Q: Does Cutting Taxes Raise Revenue?
A: Can you read a chart?
I got into a spirited contretempts with one Daniel Lacalle, a "Chief Economist" for a Spanish investment firm. He found his way into my feed from that of Brian Wesbury's, who is the "Chief Economist" of another investment firm, who always takes the party line no matter what the reality. I featured him in a piece called "Polluting Economics With Politics" some time ago.
https://www.flomartin.com/single-post/2016/11/18/Polluting-Economics-With-Politics
In that piece, I had noted that Mr. Wesbury thought deficits were a benign thing. That is, until the very moment the Oval Office switched parties, and were immediately deemed to be wholly unacceptable- even under negative GDP.
In any case, I was berated thusly:
Yes, FACTS!
Except our "Chief Economist" seems to have a problem with basic statistics. First, we don't go by raw dollars, as I have pointed out in several pieces. Even assuming the $785 billion figure in revenues is correct, we go by PERCENTAGE increases, for the simple reason that we need to establish a relative baseline to prove our case, and secondly, the value of a dollar does erode over time.
There are other factors, of course. What economist worth his salt would ignore rate policy, currency fluctuations, central bank activity, two wars raging concurrently, and dozens of other factors that contribute to the mix? Trying to create a false "binary outcome" is a rookie error. But even so, the facts don't bear him out anyway.
In the chart above, receipts (stated as a percent change) take a nice jump a year after the cuts take effect in 2003. But by the first quarter of 2005, velocity is already slowing, and keeps doing so until we hit the gateway of the crisis to come, in the first quarter of 2007.
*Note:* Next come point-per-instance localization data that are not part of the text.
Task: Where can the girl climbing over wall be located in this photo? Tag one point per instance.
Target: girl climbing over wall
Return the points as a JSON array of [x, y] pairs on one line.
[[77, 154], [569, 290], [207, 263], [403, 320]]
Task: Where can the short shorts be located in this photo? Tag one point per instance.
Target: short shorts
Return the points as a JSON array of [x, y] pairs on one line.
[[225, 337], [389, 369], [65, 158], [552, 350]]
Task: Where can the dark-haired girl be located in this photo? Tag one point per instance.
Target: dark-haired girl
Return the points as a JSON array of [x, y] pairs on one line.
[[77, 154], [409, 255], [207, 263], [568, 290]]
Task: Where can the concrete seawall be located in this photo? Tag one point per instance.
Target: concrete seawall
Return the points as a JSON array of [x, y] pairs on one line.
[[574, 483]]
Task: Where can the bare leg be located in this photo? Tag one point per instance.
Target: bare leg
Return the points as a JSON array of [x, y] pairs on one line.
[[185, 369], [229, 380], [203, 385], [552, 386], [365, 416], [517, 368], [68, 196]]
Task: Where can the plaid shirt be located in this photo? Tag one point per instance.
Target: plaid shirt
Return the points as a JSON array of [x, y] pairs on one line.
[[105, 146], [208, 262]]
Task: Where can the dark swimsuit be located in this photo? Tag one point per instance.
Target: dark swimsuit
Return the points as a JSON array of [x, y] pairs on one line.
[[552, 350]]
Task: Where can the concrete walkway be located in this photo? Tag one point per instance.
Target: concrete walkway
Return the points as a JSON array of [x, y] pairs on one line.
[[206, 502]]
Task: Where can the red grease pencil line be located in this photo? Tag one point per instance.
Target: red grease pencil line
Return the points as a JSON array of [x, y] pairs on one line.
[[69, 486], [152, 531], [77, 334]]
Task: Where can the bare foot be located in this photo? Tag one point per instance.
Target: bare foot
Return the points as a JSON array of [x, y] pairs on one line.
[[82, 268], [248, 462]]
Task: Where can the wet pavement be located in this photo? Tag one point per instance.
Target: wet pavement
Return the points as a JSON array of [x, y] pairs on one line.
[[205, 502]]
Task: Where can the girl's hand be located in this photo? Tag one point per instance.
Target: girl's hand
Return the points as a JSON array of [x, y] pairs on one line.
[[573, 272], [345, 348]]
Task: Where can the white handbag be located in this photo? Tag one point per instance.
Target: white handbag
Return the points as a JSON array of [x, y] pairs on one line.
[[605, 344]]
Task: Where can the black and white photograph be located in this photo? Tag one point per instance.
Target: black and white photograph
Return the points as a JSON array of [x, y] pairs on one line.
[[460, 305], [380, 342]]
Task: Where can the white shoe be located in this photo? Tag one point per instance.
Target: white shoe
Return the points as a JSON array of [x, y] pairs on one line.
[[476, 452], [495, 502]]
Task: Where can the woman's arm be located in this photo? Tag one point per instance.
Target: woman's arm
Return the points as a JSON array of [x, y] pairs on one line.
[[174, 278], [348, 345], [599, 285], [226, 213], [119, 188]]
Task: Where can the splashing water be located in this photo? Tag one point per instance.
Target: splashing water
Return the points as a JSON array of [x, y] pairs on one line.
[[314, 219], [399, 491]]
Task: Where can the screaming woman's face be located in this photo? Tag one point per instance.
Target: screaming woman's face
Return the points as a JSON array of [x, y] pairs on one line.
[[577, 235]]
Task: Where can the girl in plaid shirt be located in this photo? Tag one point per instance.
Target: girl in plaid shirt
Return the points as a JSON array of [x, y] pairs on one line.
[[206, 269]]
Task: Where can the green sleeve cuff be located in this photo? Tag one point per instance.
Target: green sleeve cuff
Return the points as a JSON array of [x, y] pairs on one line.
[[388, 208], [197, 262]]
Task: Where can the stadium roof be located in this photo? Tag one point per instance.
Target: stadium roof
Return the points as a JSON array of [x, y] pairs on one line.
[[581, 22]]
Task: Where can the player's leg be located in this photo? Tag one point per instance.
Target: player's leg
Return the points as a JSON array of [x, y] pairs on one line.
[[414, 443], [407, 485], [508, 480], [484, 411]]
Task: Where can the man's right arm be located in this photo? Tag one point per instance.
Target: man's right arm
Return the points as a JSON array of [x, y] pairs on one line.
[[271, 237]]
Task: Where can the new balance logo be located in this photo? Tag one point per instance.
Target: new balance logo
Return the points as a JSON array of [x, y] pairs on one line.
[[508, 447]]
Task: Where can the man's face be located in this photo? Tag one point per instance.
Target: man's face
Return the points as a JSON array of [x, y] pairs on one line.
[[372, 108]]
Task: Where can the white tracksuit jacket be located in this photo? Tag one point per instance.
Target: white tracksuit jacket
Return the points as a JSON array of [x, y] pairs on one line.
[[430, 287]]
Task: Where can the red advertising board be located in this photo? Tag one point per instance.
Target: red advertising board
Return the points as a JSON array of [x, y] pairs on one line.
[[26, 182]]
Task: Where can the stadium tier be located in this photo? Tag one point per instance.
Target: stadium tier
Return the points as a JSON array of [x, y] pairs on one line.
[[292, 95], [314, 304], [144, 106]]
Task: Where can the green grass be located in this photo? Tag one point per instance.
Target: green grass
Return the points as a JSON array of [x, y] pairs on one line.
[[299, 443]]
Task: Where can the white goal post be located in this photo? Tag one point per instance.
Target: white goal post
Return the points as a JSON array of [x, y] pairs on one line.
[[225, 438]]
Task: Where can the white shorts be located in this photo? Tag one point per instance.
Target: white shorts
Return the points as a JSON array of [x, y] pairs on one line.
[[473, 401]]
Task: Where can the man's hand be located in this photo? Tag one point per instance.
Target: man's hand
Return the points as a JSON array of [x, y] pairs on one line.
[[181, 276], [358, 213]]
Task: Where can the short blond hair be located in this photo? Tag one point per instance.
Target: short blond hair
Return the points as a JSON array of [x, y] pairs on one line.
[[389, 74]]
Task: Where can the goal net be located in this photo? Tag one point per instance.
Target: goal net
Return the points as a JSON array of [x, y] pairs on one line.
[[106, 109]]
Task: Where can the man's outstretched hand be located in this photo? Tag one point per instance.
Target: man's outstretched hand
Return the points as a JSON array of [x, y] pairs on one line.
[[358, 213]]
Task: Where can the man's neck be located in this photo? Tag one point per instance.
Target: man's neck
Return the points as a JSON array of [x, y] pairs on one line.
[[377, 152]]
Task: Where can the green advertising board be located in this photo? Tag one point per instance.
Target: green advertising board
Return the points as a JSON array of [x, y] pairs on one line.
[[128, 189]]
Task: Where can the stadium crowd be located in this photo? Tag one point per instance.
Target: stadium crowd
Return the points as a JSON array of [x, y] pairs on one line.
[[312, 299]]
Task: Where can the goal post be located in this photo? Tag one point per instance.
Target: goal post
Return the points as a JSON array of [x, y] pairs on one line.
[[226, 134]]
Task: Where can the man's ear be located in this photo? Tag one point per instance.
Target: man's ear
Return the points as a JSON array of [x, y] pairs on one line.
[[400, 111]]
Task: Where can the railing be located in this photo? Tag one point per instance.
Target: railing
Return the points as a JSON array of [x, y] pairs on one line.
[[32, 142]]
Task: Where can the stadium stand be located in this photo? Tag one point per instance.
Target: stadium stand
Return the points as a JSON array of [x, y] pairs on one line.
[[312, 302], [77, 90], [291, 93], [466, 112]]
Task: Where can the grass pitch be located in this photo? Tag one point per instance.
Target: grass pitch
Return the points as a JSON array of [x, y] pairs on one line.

Now of course, if you want to count revenue as Mr. Lacalle does, you get a chart like this:
Revenue always goes up, provided we're not in recession. So you can see how silly this argument is. Absent from Mr. Lacalle's "analysis" is an explanation as to why the firstround of the "Bush Tax Cuts" executed in 2001, (EGTRRA) didn't have the same revenue stimulating effect, but of course, that would have killed his argument.
As I've mentioned in a previous post, "Exploring Tax Cut Myths," tax policy is probably the least effective tool for stimulating an economy, especially compared to monetary and fiscal. Moreover, looking over the tax bracket shifts executed under these initiatives, who would be gullible enough to believe that these ~3% tweaks in marginal rates would, by themselves, be responsible for generating a substantial shift in revenue?
This was an amusing episode, as Mr. Lacalle stubbornly ignored the evidence, chart after chart, statistic after statistic, but it shows how tribal even economics are. Like Mr. Wesbury, he doesn't lack credentials. What he DOES lack is intellectual honesty and a commitment to respect the evidence. And that's not a good place for anyone to be in any profession. The conversation ended with his sending me a link to the Heritage Foundation's "study" showing how tax cuts pay for themselves. Heritage tried to prove this with EGTTRA as well. Here are their predictions:
Under President Bush's plan, an average family of four's inflation-adjusted disposable income would increase by $4,544 in fiscal year (FY) 2011, and the national debt would effectively be paid off by FY 2010.
The net tax revenue reduction, after accounting for the larger tax base that would result from higher employment and faster economic growth under the Bush plan, is $1.1 trillion from FY 2002 to FY 2011, 33.4 percent less than conventional static estimates.
The plan would save the entire Social Security surplus and increase personal savings while the federal government accumulated $1.8 trillion in uncommitted funds from FY 2008 to FY 2011, revenue that could be used to reform the Social Security and Medicare systems and reduce the payroll tax.5
I would laugh at this public demonstration of incompetence, except for the fact we're going to execute the same folly again, and Heritage will never run out of money.